These are the official Python bindings to https://github.com/openvenues/libpostal, a fast statistical parser/normalizer for street addresses anywhere in the world.
from postal.expand import expand_address
expand_address('Quatre vingt douze Ave des Champs-Élysées')
from postal.parser import parse_address
parse_address('The Book Club 100-106 Leonard St, Shoreditch, London, Greater London, EC2A 4RH, United Kingdom')
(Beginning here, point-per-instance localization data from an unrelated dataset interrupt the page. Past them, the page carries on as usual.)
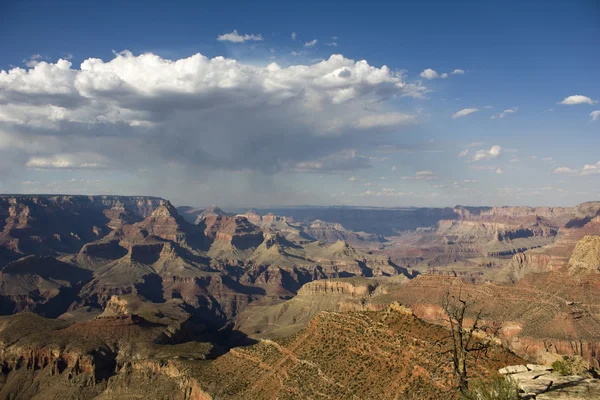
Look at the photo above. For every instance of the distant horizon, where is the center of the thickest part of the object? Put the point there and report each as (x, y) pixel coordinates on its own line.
(280, 206)
(491, 103)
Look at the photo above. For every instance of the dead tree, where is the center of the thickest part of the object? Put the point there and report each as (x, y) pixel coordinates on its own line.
(466, 340)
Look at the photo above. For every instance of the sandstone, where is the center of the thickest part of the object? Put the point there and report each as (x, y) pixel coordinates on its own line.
(513, 369)
(586, 255)
(538, 367)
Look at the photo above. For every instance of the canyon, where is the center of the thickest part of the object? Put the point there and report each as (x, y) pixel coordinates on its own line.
(103, 296)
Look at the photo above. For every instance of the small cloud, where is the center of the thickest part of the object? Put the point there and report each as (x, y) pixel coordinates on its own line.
(494, 152)
(565, 170)
(237, 38)
(508, 111)
(577, 99)
(422, 176)
(464, 112)
(475, 144)
(592, 169)
(429, 74)
(33, 60)
(384, 120)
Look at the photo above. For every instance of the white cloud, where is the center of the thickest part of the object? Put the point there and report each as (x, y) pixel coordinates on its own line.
(429, 74)
(422, 176)
(33, 60)
(494, 152)
(433, 74)
(475, 144)
(67, 161)
(144, 112)
(237, 38)
(565, 170)
(385, 120)
(464, 112)
(591, 169)
(508, 111)
(577, 99)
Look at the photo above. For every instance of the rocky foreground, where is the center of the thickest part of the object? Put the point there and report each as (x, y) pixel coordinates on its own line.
(115, 297)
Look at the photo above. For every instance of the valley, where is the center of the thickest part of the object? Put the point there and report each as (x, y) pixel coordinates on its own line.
(106, 297)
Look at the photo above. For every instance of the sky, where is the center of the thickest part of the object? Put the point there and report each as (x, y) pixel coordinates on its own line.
(261, 103)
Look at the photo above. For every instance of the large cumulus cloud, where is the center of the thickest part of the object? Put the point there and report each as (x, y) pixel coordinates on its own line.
(146, 111)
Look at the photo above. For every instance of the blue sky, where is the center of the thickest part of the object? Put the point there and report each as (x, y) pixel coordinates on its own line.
(468, 110)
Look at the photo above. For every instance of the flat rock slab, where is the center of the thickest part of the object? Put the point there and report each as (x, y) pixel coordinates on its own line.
(513, 369)
(545, 385)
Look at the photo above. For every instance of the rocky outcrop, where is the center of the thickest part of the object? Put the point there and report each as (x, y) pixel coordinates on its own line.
(339, 287)
(586, 255)
(49, 224)
(540, 382)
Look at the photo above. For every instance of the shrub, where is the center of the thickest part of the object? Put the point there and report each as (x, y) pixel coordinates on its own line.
(497, 388)
(563, 367)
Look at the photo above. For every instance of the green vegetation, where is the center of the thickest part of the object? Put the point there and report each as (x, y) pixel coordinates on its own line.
(564, 366)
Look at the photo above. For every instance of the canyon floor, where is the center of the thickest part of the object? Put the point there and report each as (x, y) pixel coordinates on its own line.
(109, 297)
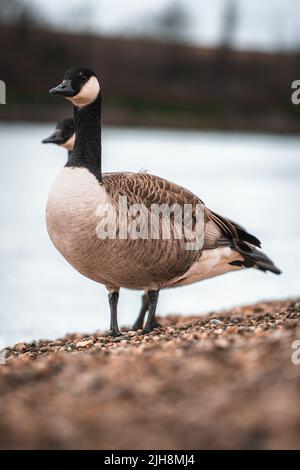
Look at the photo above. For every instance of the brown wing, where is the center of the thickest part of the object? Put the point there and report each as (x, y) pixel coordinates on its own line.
(148, 189)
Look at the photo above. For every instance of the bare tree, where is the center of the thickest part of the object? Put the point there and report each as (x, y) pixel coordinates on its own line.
(171, 24)
(19, 13)
(229, 24)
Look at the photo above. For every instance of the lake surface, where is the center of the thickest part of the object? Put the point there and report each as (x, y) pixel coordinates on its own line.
(252, 179)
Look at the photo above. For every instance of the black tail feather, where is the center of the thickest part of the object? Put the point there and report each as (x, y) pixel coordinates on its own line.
(256, 259)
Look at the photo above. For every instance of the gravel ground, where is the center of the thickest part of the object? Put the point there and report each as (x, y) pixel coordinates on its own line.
(225, 380)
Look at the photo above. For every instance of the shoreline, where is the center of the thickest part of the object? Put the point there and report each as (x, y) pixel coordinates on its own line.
(223, 380)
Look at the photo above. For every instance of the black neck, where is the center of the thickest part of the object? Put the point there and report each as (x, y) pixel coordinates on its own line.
(87, 150)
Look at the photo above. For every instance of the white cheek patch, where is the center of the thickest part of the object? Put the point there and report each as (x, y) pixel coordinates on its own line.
(69, 144)
(87, 94)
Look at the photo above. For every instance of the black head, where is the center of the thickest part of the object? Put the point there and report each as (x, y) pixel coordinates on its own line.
(64, 131)
(80, 85)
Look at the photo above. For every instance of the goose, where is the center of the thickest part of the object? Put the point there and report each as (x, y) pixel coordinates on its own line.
(64, 136)
(81, 192)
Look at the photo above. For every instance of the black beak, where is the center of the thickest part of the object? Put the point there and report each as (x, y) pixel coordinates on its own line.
(64, 89)
(54, 138)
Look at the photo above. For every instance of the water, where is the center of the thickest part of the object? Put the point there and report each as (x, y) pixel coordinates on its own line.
(252, 179)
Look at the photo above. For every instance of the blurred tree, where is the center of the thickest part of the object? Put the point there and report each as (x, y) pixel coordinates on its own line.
(20, 13)
(173, 22)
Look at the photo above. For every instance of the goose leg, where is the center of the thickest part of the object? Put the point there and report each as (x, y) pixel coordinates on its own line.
(139, 322)
(113, 298)
(152, 298)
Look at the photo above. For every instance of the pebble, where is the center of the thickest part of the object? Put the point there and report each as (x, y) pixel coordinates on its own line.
(215, 321)
(84, 344)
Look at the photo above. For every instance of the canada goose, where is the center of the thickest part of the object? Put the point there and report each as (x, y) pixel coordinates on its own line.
(81, 192)
(64, 136)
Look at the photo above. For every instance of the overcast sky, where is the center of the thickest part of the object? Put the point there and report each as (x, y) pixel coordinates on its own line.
(263, 24)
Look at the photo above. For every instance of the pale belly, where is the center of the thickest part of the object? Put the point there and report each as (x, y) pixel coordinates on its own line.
(75, 202)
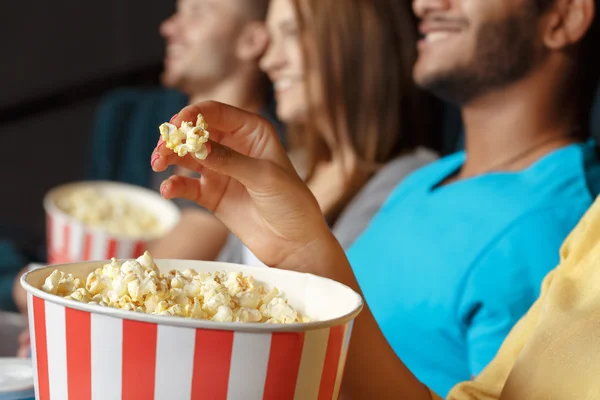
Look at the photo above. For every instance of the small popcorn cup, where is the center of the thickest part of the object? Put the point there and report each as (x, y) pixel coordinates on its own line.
(70, 240)
(83, 351)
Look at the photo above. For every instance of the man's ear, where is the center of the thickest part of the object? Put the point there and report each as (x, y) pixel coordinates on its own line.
(567, 23)
(252, 41)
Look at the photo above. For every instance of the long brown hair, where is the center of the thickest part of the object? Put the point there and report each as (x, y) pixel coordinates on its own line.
(365, 51)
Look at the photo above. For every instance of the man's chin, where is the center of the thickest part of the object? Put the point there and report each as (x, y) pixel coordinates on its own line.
(169, 80)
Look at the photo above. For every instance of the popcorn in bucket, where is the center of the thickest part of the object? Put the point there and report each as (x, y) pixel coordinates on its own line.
(86, 351)
(101, 220)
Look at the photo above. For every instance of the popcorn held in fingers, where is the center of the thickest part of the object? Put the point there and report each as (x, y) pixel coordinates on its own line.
(137, 285)
(186, 139)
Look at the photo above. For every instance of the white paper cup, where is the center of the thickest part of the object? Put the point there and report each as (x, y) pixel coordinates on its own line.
(70, 240)
(83, 351)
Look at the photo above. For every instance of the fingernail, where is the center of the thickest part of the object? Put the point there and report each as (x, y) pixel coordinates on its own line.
(163, 187)
(155, 157)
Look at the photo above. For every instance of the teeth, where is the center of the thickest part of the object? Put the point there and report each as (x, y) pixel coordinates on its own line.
(284, 84)
(436, 36)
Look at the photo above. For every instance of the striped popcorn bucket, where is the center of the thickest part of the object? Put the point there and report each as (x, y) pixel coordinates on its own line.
(83, 352)
(69, 240)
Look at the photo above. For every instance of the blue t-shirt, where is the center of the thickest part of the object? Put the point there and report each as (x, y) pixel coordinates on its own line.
(447, 271)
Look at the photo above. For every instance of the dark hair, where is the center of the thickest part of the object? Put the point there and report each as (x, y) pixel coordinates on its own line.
(586, 75)
(365, 52)
(255, 9)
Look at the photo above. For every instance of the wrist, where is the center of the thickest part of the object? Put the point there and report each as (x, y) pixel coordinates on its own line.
(323, 256)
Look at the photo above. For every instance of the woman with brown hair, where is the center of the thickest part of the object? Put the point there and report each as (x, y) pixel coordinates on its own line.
(357, 123)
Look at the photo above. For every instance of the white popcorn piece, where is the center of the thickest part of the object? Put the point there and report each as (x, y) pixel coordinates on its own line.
(114, 214)
(138, 286)
(224, 314)
(186, 139)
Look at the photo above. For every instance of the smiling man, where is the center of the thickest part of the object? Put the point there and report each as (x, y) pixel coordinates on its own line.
(213, 50)
(461, 246)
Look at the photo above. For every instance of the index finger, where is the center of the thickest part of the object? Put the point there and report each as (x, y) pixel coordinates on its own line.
(242, 131)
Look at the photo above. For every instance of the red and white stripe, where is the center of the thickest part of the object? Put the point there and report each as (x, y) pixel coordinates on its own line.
(71, 241)
(84, 356)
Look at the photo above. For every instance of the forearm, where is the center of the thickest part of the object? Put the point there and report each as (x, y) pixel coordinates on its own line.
(198, 236)
(373, 371)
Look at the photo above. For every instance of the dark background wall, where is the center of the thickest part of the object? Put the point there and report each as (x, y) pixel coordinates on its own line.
(58, 59)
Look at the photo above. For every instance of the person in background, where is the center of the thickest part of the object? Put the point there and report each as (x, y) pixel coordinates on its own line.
(457, 253)
(213, 49)
(358, 129)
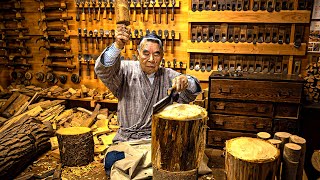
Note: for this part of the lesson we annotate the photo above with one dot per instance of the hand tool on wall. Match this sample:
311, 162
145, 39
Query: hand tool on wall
94, 9
141, 2
160, 2
91, 38
113, 35
107, 33
83, 15
99, 9
80, 67
95, 32
166, 2
135, 3
270, 5
79, 40
101, 38
85, 39
78, 9
201, 5
87, 60
166, 35
104, 15
89, 13
153, 3
195, 5
110, 12
136, 36
147, 3
172, 41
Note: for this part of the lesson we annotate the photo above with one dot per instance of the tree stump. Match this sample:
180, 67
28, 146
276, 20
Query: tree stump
21, 143
251, 158
301, 142
76, 146
178, 141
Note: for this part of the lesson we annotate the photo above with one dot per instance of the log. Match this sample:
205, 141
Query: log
178, 136
263, 135
301, 142
21, 143
251, 158
76, 146
291, 156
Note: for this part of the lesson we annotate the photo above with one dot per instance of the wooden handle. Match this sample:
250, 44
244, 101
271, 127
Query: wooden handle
83, 16
146, 18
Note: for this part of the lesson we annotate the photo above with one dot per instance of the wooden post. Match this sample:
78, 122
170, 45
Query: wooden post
251, 158
301, 142
291, 156
178, 141
263, 135
76, 146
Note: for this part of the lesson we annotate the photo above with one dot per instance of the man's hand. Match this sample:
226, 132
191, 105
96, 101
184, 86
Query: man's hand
122, 36
180, 83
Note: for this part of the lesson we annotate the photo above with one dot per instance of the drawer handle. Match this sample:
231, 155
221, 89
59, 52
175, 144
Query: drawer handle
219, 122
217, 139
225, 91
261, 109
259, 125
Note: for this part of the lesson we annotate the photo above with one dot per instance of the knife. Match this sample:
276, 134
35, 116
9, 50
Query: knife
172, 97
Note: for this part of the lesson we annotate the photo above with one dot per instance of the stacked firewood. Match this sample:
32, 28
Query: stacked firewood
312, 84
292, 154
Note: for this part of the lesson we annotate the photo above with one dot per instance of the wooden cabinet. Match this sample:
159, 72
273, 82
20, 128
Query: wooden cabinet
245, 105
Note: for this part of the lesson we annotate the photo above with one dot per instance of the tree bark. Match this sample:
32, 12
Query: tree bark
21, 143
251, 158
178, 141
76, 146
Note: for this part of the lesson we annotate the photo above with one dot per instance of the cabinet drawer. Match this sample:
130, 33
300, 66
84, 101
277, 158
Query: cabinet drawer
287, 125
256, 90
243, 123
241, 108
287, 111
218, 138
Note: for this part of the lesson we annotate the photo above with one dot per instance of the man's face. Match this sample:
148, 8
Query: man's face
150, 56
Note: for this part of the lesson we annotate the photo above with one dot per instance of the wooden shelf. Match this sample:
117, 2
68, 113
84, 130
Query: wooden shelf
246, 48
284, 16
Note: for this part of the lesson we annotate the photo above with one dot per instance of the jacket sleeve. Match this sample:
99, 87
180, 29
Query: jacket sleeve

Before using the Python bindings, you must install the libpostal C library. Make sure you have the following prerequisites:
On Ubuntu/Debian
sudo apt-get install curl autoconf automake libtool python-dev pkg-config
On CentOS/RHEL
sudo yum install curl autoconf automake libtool python-devel pkgconfig
On Mac OSX
brew install curl autoconf automake libtool pkg-config
Installing libpostal
If you're using an M1 Mac, add --disable-sse2 to the ./configure command. This will result in poorer performance but the build will succeed.
git clone https://github.com/openvenues/libpostal
cd libpostal
./bootstrap.sh
./configure --datadir=[...some dir with a few GB of space...]
make
sudo make install
# On Linux it's probably a good idea to run
sudo ldconfig
To install the Python library, just run:
pip install postal
Installing libpostal on Windows
Install msys2 and launch a shell using the MSYS2 MingW 64-bit
start menu option, not the usual MSYS2 MSYS
option.
This is important because we don't want our libpostal.dll
to link to msys-2.0.dll
(Python seems to hang if you load this DLL).
Then:
pacman -S autoconf automake curl git make libtool gcc mingw-w64-x86_64-gcc
git clone https://github.com/openvenues/libpostal
cd libpostal
cp -rf windows/* ./
./bootstrap.sh
./configure --datadir=[...some dir with a few GB of space...]
make
make install
mkdir headers && cp -r /usr/include/libpostal/ headers/
Now start a command prompt which has access to the Microsoft toolchain. This can be done by e.g. installing the Windows 10 SDK and then running the x64 Native Tools Command Prompt
.
Assuming your MSYS and Python are installed in some standard locations, you can use this command prompt to build+install the Python library like so:
lib.exe /def:libpostal.def /out:postal.lib /machine:x64
pip install postal --global-option=build_ext --global-option="-I[...libpostal checkout...]\headers" --global-option="-L[...libpostal checkout...]"
copy src\.libs\libpostal-1.dll "C:\Python36\Lib\site-packages\postal\libpostal.dll"
pypostal supports Python 2.7+ and Python 3.4+. These bindings are written using the Python C API and thus support CPython only. Since libpostal is a standalone C library, support for PyPy is still possible with a CFFI wrapper, but is not a goal for this repo.
Make sure you have nose installed, then run:
python setup.py build_ext --inplace
nosetests postal/tests
The build_ext --inplace
business is needed so the C extensions build in the source checkout directory and are accessible/importable by the Python modules.